How to Use This Calculator
- Enter a record label and measurement date for your report.
- Choose metric or imperial units before entering height and weight.
- Add adult age, sex, and measurement context for better record keeping.
- Type your systolic and diastolic readings exactly as measured.
- Press Calculate Now to show the report above the form.
- Review BMI, blood pressure class, MAP, pulse pressure, and healthy weight range.
- Use the CSV or PDF buttons to save the result summary.
- For repeated abnormal readings, use the output to support a conversation with a clinician.

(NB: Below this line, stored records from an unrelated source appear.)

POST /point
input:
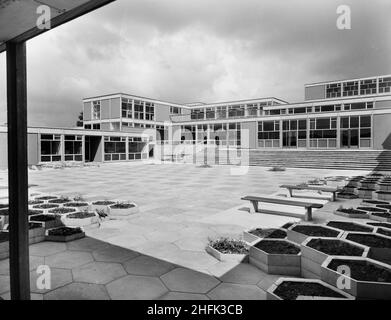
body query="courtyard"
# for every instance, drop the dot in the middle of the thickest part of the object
(159, 253)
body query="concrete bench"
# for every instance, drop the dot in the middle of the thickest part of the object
(332, 190)
(307, 205)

Frequently Asked Questions
1. What does this calculator measure?
It combines BMI, blood pressure category, mean arterial pressure, pulse pressure, and a healthy weight range in one adult screening report.
2. Is BMI enough to judge health?
No. BMI is a screening tool, not a diagnosis. Muscle mass, age, body composition, and medical history can change how useful BMI is.
3. Why does the page calculate MAP?
MAP estimates average arterial pressure across one heartbeat cycle. It helps summarize circulation pressure more broadly than a single systolic or diastolic number.
4. What is pulse pressure?
Pulse pressure is the difference between systolic and diastolic readings. It can help show whether the gap between the two values is narrow, typical, or wide.
5. Are these blood pressure categories for children?
No. This page uses adult screening ranges. Blood pressure evaluation in children and teens depends on age, sex, and height percentiles.
6. Why does the calculator reject systolic below diastolic?
A normal blood pressure reading has systolic pressure higher than diastolic pressure. Reversing them usually means the numbers were entered incorrectly.
7. Can I save my result?
Yes. After a calculation, you can export the current report as CSV for spreadsheet use or PDF for sharing and printing.
8. Should I rely on this page for diagnosis?
No. Use it for education and tracking only. Seek medical advice for symptoms, repeated high readings, unusually low readings, or urgent concerns.